Kur’ân-ı Kerîm küfür, şirk ve tâğût gibi Allah’ın varlığını ve hâkimiyetini inkâra ve talimatlarını terke yönelik her türlü düşünce ve hareketleri gündemden kaldırıp onun yerine insanları yalnız yüce Allah’a kul yapmak ve yalnız O’nun emirlerine uymak gayesiyle, okunması, anlaşılması, anlatılması ve gereğinin yapılması için indirilmiştir.

Çünkü Rabbimiz’in; “Andolsun ki biz her ümmete, ‘Allah’a kulluk edin ve (vahye dayanmayan ve hevâsına göre davranan) tâğûttan kaçının’ diye tebliğde bulunan bir peygamber gönderdik!..” (16/36) buyruğu, bütün çağlara damgasını vuracak şekilde önümüzdedir.
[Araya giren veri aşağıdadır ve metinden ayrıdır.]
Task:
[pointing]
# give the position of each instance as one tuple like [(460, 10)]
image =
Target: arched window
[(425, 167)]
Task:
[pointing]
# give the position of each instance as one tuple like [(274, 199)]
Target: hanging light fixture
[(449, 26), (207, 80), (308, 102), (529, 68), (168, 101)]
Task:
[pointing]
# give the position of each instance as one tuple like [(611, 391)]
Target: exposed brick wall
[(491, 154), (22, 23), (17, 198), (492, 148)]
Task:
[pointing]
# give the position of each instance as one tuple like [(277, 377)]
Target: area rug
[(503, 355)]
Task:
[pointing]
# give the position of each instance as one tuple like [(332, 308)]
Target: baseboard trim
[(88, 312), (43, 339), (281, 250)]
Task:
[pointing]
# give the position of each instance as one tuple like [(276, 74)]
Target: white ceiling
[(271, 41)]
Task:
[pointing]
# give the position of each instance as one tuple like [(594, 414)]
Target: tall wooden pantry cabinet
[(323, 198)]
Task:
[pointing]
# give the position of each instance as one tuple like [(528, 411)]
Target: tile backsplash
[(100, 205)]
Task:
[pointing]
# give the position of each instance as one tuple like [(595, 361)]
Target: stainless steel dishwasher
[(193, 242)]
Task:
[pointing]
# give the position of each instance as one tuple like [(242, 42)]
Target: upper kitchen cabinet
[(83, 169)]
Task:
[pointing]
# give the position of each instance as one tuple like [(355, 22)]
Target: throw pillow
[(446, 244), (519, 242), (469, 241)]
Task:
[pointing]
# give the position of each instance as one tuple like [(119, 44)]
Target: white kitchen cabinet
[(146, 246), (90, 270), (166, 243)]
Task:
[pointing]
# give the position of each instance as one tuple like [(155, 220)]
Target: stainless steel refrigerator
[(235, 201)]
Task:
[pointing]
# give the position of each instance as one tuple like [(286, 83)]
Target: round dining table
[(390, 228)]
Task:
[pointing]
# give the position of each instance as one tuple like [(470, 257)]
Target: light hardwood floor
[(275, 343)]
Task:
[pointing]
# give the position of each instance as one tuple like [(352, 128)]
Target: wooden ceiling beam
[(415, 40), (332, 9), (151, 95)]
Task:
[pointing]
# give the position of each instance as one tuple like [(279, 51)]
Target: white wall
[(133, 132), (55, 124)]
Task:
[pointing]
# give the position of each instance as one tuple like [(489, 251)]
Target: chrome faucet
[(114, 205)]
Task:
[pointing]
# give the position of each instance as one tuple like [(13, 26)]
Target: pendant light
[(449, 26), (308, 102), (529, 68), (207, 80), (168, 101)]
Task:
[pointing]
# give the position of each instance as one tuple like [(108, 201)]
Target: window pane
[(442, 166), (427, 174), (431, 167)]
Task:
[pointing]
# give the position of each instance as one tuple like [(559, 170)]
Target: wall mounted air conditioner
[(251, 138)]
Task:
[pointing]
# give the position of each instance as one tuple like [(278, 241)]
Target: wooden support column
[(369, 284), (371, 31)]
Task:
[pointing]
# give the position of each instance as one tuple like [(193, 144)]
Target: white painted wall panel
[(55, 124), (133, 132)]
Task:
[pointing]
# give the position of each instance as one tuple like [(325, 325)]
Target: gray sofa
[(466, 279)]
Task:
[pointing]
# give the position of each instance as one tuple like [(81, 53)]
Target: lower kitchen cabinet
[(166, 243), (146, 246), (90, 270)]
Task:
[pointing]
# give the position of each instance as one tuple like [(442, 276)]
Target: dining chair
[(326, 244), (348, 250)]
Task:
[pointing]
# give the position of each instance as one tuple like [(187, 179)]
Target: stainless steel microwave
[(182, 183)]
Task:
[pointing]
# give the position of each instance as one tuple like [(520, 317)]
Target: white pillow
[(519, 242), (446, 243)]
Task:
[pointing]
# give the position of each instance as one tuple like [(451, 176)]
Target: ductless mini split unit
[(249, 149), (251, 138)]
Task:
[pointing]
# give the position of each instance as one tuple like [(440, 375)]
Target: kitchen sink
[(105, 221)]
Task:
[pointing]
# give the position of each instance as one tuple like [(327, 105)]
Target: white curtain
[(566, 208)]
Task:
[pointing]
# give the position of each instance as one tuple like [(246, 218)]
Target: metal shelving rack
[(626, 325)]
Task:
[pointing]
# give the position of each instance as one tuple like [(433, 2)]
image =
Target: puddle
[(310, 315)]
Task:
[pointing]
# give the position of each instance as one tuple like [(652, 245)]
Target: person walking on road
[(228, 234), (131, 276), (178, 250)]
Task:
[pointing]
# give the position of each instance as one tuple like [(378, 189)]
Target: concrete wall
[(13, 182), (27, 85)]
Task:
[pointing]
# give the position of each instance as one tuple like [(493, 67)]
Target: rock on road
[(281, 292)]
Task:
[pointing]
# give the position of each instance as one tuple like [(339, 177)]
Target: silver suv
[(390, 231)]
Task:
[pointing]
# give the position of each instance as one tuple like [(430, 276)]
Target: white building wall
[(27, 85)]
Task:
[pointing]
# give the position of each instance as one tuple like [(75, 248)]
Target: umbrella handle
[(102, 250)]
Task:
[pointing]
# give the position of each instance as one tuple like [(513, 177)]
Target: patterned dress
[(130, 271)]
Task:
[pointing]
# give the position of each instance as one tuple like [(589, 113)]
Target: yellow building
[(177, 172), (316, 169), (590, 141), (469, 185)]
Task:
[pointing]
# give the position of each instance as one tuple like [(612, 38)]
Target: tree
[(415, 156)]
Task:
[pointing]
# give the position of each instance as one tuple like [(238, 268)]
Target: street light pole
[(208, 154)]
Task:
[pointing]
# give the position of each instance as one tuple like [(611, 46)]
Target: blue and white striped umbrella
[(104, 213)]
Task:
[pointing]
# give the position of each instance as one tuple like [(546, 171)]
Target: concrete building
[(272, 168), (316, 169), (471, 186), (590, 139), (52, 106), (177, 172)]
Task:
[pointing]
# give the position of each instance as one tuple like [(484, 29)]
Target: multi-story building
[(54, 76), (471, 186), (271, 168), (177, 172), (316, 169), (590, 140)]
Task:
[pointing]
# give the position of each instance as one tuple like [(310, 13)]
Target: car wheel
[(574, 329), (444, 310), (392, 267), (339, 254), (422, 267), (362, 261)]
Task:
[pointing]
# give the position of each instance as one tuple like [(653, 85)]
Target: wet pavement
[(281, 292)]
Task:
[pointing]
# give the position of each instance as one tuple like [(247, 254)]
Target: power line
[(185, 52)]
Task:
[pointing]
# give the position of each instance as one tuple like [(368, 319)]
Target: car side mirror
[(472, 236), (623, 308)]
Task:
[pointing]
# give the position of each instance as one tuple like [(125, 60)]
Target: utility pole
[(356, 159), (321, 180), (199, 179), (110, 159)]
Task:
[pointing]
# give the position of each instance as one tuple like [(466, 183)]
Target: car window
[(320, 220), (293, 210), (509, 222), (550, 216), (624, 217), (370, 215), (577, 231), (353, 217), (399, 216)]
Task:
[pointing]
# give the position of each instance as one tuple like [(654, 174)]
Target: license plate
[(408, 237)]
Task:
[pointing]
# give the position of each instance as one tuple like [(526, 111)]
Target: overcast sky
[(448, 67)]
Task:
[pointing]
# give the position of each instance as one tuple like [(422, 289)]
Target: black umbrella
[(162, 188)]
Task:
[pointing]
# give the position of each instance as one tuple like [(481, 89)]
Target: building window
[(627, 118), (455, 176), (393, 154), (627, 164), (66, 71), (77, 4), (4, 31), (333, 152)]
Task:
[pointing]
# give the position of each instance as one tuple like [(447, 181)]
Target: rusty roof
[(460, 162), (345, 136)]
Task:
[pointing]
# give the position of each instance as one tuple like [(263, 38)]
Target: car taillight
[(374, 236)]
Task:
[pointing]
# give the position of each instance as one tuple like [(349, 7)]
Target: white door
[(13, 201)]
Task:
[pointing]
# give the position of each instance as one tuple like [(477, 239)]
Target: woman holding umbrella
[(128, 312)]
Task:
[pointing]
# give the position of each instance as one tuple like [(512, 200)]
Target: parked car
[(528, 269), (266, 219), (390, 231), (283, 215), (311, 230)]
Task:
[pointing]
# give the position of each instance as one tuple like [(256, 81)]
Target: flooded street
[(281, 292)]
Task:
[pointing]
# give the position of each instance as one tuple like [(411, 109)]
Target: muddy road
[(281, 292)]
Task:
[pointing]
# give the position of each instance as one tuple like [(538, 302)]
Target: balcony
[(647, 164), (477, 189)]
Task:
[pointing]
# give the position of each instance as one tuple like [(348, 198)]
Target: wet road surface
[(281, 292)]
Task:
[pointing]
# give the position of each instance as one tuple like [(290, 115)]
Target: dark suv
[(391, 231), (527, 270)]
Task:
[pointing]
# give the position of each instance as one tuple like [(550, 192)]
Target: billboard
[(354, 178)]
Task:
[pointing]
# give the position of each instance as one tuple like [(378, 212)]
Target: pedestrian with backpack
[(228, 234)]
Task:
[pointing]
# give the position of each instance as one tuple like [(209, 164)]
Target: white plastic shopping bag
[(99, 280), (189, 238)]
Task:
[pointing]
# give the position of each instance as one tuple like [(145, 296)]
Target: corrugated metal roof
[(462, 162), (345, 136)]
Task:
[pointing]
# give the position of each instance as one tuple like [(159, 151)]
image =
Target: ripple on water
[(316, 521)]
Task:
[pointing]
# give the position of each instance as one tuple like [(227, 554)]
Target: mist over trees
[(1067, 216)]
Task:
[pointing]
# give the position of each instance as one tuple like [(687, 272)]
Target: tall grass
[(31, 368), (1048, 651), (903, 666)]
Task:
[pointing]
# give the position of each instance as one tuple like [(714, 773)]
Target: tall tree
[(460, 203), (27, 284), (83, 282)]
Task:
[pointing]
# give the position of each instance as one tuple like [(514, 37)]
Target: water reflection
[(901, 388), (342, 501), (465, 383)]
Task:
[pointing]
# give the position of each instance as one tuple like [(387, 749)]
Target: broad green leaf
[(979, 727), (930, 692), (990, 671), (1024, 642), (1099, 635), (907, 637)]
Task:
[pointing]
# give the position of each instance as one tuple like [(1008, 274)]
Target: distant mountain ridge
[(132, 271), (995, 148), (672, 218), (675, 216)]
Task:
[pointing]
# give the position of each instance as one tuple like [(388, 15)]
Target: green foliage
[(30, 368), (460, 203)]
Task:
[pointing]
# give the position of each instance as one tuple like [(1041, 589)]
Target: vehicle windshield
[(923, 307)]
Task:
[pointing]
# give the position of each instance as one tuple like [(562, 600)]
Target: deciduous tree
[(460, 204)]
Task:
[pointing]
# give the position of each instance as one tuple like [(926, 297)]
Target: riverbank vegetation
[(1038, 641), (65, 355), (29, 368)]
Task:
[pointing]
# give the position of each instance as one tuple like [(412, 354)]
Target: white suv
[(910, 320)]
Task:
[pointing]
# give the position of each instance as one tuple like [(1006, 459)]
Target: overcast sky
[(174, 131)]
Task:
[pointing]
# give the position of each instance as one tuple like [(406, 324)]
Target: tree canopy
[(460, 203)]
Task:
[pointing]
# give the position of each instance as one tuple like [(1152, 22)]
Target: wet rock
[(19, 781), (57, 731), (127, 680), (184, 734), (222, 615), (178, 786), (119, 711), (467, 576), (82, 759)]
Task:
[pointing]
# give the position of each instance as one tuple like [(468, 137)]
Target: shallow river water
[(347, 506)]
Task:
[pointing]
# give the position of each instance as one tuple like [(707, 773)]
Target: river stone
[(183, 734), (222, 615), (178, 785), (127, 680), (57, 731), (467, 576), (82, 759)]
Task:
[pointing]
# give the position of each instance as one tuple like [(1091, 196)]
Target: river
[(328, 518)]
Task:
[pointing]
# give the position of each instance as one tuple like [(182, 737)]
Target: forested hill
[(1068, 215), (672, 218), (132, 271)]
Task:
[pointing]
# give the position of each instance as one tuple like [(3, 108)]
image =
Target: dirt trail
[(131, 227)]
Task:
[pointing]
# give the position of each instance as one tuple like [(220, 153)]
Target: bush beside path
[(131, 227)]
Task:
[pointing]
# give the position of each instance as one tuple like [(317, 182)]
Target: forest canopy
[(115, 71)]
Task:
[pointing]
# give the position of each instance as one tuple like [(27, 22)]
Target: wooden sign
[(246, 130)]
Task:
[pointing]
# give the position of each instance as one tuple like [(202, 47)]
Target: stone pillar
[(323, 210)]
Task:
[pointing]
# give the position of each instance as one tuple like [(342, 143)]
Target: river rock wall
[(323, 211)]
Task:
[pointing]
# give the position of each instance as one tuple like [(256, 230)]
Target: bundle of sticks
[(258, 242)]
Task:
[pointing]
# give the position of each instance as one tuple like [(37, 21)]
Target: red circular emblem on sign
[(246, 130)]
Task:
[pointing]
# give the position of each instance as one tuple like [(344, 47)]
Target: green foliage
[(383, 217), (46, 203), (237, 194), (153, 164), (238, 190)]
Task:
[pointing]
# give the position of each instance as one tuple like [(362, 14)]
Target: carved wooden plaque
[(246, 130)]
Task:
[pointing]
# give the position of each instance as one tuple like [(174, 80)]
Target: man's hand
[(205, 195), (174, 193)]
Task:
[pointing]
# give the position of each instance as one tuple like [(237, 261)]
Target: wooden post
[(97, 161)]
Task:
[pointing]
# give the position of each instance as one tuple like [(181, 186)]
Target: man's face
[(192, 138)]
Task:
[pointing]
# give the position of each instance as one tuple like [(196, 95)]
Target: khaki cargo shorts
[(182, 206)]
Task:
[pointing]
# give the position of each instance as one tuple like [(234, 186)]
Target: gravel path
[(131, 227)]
Allah’ı tanımak, Kur’ân’ı tanımakla; Kur’ân’ı tanımak ise lafzını okumak, ilke ve esaslarını hayata geçirmekle olur.

“Allah var” deyip de yokmuş gibi yaşamanın, Kur’ân’a inandığını söyleyip de Kur’ân’sız bir yaşantının doğuracağı tehlikeden kendimizi ve neslimizi korumak mecburiyetindeyiz.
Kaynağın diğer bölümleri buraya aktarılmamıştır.